Mr. Shaun McAfee, O.P. is the author of Reform Yourself! and other books, is the founder and editor of EpicPew.com, and contributes to many online Catholic resources. He holds a Masters in Dogmatic Theology from Holy Apostles College and Seminary. Shaun has made his temporary profession as a Lay Dominican and temporarily lives in Italy.
From time to time we see Catholic writers commenting on the lives of recently passed persons, and other times sharing insights from those who are still living, and neither of which might be Catholic.
With the many familiar personalities passing away in 2016, I saw numerous comments to the effect of, “Why are we mourning this famous celebrity and not mourning the lives of [other lives]?” or “Why does [insert media source] have to write a post about a dead Catholic celebrity?”
Why should we do that? Why should we take the time to highlight a moment or the life of a person who is indifferent to our faith or maybe even rejects certain articles of our faith or moral beliefs?
I need to clarify, first, what we are not doing and I want to make it very clear: posts like that are not written because they are famous or because they are rich or because we think more of them than we think of our family, including those whom we share solidarity in our Catholic faith. Why, then? Why is effort put into remembering their lives? Are we caught up in their celebrity status? No! We do it because all life is precious and some people are gifted to touch our lives with great effect. Some people are so generously gifted that they rise to a level that gives them some legacy, a perpetual mark on the lives of multitudes of people.
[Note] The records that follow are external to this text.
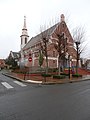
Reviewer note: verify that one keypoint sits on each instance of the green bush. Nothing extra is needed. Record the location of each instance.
(46, 75)
(66, 74)
(76, 75)
(59, 76)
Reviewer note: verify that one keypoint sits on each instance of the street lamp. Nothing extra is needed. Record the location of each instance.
(77, 48)
(70, 66)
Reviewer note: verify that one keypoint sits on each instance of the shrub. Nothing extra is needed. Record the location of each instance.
(66, 74)
(59, 76)
(76, 75)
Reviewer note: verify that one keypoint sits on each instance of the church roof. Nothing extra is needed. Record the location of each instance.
(38, 37)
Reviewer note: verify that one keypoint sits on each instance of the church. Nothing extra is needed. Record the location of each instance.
(30, 48)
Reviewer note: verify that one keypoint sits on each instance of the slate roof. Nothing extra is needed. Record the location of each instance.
(16, 54)
(38, 37)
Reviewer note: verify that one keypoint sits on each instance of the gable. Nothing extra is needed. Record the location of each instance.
(62, 28)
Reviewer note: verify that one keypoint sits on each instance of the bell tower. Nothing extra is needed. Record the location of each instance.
(24, 36)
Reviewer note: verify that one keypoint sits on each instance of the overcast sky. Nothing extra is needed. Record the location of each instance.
(38, 12)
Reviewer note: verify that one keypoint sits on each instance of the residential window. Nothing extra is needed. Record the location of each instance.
(53, 61)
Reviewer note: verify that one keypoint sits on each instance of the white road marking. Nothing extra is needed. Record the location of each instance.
(6, 85)
(19, 83)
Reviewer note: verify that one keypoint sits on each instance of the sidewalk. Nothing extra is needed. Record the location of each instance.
(49, 80)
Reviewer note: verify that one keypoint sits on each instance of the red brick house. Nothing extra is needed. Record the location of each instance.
(33, 45)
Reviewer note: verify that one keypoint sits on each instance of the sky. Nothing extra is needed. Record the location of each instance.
(39, 13)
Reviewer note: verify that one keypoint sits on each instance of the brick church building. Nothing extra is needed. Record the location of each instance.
(33, 46)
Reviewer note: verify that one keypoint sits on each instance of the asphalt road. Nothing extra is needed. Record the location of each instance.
(25, 101)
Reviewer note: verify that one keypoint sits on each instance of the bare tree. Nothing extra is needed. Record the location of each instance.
(79, 40)
(61, 49)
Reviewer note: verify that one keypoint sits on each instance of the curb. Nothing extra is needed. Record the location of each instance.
(44, 83)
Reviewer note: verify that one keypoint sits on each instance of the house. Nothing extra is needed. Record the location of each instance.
(2, 63)
(33, 46)
(13, 56)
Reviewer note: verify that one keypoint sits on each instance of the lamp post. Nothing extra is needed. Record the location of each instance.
(70, 66)
(77, 48)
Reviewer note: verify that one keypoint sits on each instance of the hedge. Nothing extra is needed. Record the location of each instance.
(46, 75)
(59, 76)
(76, 75)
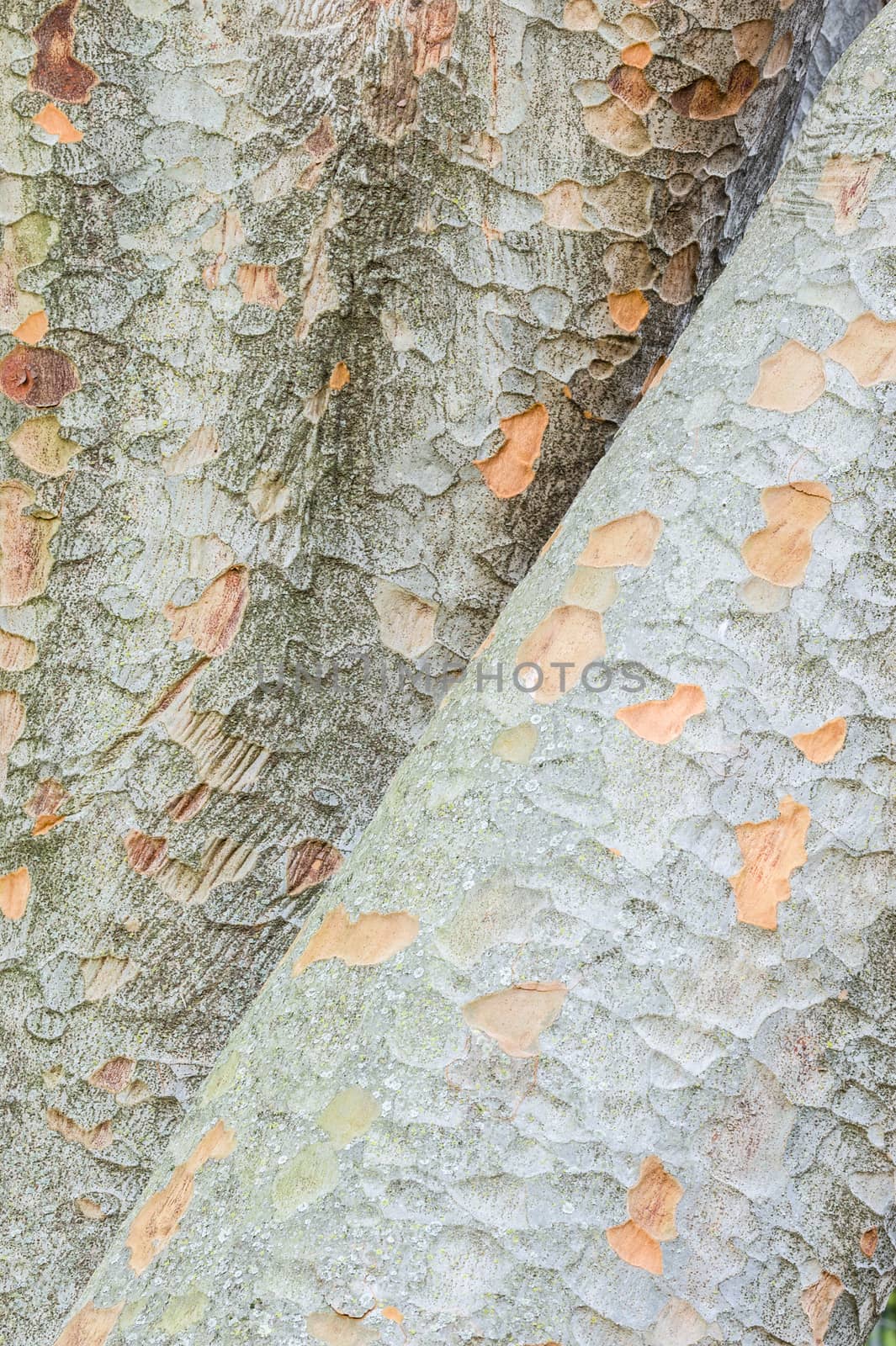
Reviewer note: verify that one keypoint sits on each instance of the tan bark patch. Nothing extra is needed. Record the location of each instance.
(156, 1222)
(819, 1303)
(310, 863)
(56, 71)
(825, 744)
(630, 540)
(628, 311)
(846, 185)
(112, 1074)
(790, 380)
(54, 121)
(570, 636)
(431, 24)
(509, 471)
(867, 350)
(213, 619)
(406, 621)
(260, 286)
(90, 1326)
(15, 890)
(40, 444)
(654, 1200)
(781, 552)
(615, 125)
(34, 329)
(662, 722)
(24, 545)
(771, 852)
(94, 1139)
(146, 855)
(35, 376)
(704, 100)
(635, 1247)
(16, 653)
(514, 1018)
(372, 939)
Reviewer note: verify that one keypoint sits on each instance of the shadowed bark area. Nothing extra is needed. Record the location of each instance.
(591, 1040)
(318, 316)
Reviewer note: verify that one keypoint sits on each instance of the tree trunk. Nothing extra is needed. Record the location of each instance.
(323, 313)
(591, 1041)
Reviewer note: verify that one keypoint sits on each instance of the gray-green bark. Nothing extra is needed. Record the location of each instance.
(265, 201)
(608, 988)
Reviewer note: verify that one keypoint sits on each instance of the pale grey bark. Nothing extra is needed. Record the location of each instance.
(267, 201)
(561, 971)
People like the “dead celebrities” are people too, and in fact, might have nobody else to pray for their loved ones, or better yet their eternal souls. Jesus Christ proved this to be true when he told the Pharisees who objected to his dining with tax collectors and other sinners, “Those who are well have no need of a physician, but those who are sick; I came not to call the righteous, but sinners.” (Mark 2:17) And again in Luke’s Gospel, “For the son of man came to seek and save the lost.” (19:10) Paul continues this message with total continuity: “The saying is sure and worthy of full acceptance, that Christ Jesus came into the world to save sinners. And I am the foremost of sinners.” (1 Timothy 1:15)
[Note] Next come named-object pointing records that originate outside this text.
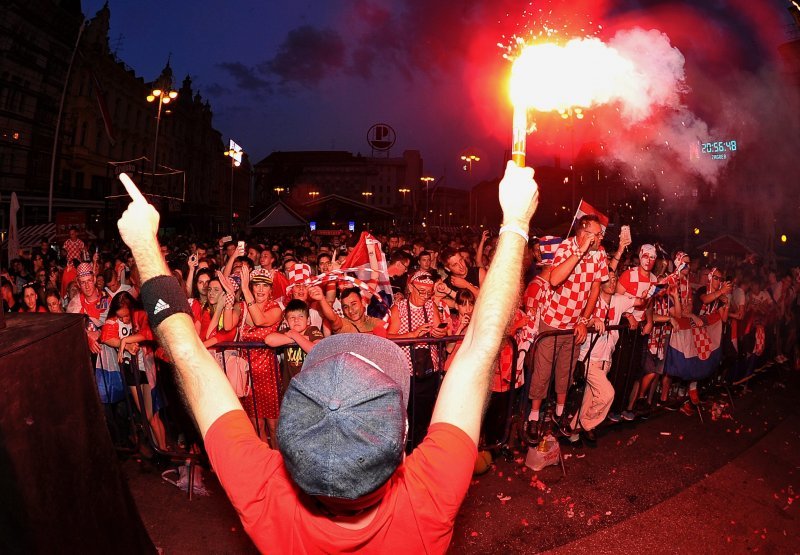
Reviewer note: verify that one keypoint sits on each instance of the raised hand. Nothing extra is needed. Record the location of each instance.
(138, 225)
(519, 195)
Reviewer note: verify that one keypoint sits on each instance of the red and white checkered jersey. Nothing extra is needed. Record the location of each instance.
(568, 299)
(637, 285)
(74, 249)
(611, 313)
(656, 343)
(534, 300)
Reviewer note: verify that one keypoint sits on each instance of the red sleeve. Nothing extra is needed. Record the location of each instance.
(224, 336)
(110, 330)
(379, 330)
(243, 463)
(438, 473)
(625, 281)
(602, 270)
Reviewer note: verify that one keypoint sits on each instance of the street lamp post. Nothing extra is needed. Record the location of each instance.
(469, 159)
(403, 191)
(235, 152)
(427, 181)
(572, 114)
(163, 95)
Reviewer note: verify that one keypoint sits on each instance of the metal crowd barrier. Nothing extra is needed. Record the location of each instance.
(188, 458)
(625, 369)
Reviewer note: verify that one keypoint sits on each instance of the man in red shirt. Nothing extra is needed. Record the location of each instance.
(74, 246)
(339, 481)
(579, 266)
(91, 302)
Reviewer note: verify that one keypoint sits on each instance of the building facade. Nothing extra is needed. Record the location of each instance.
(106, 125)
(301, 178)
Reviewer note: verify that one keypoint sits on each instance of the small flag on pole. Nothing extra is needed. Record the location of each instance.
(584, 208)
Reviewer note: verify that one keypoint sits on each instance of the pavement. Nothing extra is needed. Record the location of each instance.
(670, 484)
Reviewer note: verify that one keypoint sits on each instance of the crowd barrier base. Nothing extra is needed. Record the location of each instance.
(61, 485)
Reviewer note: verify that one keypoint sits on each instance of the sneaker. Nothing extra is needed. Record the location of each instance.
(671, 406)
(574, 438)
(531, 432)
(589, 437)
(641, 407)
(562, 426)
(628, 415)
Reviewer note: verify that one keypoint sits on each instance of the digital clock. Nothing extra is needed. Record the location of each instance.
(718, 147)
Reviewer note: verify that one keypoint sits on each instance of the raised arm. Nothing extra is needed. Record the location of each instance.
(465, 388)
(205, 387)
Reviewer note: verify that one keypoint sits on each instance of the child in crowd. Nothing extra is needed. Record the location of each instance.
(299, 337)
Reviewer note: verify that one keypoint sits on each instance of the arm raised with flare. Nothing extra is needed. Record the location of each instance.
(465, 389)
(204, 386)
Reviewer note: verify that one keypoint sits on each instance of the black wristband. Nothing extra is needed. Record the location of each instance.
(162, 297)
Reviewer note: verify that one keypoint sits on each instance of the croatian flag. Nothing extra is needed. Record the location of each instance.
(548, 245)
(694, 353)
(584, 209)
(369, 264)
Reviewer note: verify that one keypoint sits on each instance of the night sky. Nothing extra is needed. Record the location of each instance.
(317, 75)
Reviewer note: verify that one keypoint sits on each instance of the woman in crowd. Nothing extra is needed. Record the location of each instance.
(127, 330)
(210, 324)
(30, 299)
(53, 301)
(261, 317)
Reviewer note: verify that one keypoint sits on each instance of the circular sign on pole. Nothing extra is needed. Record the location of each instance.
(381, 136)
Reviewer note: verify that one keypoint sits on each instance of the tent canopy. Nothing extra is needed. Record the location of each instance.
(278, 215)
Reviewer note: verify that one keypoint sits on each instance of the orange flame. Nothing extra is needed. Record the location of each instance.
(547, 77)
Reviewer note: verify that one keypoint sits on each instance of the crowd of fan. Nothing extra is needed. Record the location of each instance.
(270, 292)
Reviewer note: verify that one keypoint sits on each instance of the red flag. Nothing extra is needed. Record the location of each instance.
(369, 264)
(584, 208)
(101, 103)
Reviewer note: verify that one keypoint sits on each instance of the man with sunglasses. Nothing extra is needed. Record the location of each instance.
(579, 267)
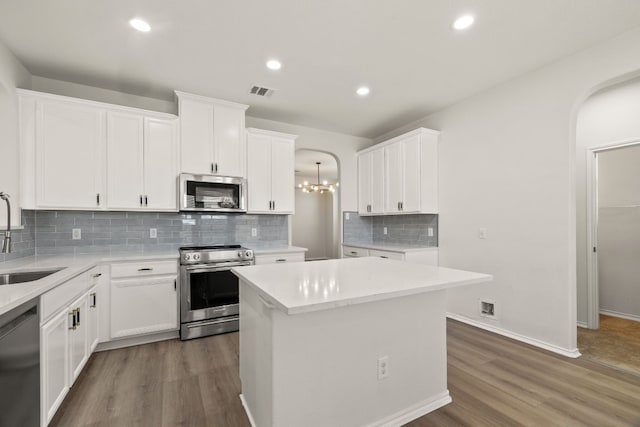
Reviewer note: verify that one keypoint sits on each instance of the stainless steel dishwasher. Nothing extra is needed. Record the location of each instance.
(20, 367)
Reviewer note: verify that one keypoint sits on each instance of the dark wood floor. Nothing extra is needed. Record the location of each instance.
(494, 381)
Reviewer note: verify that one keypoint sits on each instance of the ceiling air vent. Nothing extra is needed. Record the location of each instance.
(260, 91)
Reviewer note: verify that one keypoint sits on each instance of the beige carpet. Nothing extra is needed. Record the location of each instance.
(616, 343)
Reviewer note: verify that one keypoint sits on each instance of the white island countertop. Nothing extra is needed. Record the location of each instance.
(319, 285)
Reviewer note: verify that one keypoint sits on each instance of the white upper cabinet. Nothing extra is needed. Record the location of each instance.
(69, 146)
(270, 167)
(125, 153)
(78, 154)
(403, 172)
(371, 182)
(212, 136)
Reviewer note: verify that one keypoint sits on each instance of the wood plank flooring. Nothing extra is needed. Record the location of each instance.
(494, 381)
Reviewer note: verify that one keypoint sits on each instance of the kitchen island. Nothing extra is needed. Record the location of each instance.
(349, 342)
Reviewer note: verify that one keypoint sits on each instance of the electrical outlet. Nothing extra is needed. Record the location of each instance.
(383, 367)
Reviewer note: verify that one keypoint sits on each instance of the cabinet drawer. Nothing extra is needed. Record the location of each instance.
(144, 268)
(59, 297)
(279, 258)
(386, 254)
(350, 251)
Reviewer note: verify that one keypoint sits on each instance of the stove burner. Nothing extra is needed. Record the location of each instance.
(209, 248)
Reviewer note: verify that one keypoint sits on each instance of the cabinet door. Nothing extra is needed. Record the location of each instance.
(196, 130)
(229, 156)
(282, 176)
(92, 319)
(393, 177)
(142, 306)
(377, 181)
(411, 174)
(69, 155)
(54, 361)
(78, 354)
(364, 183)
(160, 164)
(258, 173)
(125, 138)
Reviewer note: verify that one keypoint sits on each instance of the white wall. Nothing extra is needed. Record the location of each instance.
(12, 74)
(609, 116)
(619, 231)
(75, 90)
(507, 163)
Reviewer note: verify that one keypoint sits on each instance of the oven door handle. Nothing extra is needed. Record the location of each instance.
(203, 268)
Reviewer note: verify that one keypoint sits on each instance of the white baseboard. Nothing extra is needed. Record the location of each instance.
(247, 411)
(139, 340)
(413, 412)
(573, 353)
(620, 315)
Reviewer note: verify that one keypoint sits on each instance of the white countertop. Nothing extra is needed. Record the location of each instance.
(392, 247)
(13, 295)
(319, 285)
(268, 249)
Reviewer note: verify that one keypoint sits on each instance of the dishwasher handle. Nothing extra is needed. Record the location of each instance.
(12, 325)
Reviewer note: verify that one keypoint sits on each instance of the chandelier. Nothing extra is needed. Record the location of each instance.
(318, 187)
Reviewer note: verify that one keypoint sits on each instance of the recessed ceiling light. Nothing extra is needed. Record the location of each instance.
(363, 91)
(463, 22)
(140, 25)
(274, 64)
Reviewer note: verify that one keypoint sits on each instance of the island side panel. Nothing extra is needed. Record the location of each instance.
(255, 356)
(325, 363)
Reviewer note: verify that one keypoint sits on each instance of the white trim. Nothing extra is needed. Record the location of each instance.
(627, 316)
(593, 298)
(186, 95)
(573, 353)
(415, 411)
(143, 339)
(272, 133)
(247, 411)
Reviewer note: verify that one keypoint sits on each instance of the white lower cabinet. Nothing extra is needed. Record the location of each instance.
(141, 300)
(54, 365)
(65, 346)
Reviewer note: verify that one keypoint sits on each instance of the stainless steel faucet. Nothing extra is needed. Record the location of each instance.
(6, 242)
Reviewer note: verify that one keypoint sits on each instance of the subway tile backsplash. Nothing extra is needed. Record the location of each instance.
(50, 232)
(409, 230)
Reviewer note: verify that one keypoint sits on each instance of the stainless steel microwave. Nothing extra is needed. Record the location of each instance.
(212, 193)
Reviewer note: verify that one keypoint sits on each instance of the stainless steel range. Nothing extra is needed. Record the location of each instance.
(208, 289)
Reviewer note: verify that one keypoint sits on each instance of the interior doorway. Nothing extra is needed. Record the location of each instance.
(316, 222)
(613, 336)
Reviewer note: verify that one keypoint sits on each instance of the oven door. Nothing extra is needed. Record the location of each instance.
(208, 291)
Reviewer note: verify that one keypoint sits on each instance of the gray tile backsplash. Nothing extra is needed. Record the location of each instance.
(401, 229)
(50, 232)
(23, 242)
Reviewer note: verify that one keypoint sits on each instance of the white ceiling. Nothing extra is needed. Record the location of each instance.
(404, 50)
(305, 165)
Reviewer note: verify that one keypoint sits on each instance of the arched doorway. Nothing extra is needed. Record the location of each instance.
(316, 222)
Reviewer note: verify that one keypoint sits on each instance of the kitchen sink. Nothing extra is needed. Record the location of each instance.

The truth is, you and me and our prayers together might be the only thing that stands between some people an eternal torment. That’s a reality we can ignore, or we can embrace.
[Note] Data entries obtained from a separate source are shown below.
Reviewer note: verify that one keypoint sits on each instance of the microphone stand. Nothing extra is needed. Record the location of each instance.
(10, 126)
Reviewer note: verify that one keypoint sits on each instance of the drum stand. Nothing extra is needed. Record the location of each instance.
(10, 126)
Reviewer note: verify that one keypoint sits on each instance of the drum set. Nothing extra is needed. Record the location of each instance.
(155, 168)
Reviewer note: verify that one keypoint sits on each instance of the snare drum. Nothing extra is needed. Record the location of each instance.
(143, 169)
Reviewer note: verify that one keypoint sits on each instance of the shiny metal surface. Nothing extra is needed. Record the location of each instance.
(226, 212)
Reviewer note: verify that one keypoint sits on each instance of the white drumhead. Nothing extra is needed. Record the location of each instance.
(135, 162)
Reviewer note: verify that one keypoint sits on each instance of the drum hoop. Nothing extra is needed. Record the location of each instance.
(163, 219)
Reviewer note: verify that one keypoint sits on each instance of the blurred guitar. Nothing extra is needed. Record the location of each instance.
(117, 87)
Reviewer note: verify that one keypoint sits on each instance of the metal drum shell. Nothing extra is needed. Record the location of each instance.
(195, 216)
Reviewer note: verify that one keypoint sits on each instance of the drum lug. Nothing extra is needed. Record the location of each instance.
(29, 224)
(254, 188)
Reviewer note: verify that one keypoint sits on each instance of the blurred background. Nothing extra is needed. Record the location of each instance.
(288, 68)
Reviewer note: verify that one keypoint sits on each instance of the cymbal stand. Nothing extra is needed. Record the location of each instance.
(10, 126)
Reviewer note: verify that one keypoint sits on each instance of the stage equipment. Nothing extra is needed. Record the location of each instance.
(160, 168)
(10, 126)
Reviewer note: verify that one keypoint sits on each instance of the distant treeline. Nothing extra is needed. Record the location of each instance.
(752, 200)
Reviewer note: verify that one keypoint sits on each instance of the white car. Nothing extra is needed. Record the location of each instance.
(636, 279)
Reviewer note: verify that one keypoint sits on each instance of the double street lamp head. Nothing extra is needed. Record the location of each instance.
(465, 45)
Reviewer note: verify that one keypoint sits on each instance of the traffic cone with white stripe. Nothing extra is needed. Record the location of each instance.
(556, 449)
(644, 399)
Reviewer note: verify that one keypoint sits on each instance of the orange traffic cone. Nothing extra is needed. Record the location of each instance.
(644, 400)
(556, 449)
Aside from this, do you know what the real issue is concerning literary reporting? The real issue is whenever nobody has anything remotely religious to say about someone’s passing, makes no mention of the lessons we can pull from their lives, and no indication of a need to pray for them. The real danger not the embracing the fact that celebrities exist, but embracing a lethargy that cripples our ability to discuss them with relation to the gospel. I thank God when I see a Catholic mixing religious dialogue with that of the secular world. A careful editor will ensure there is no mixing of problematic ideas contrary to our faith, but the writer is evangelizing the world when they hold up their faith adjacent to that of a person who the whole world knows.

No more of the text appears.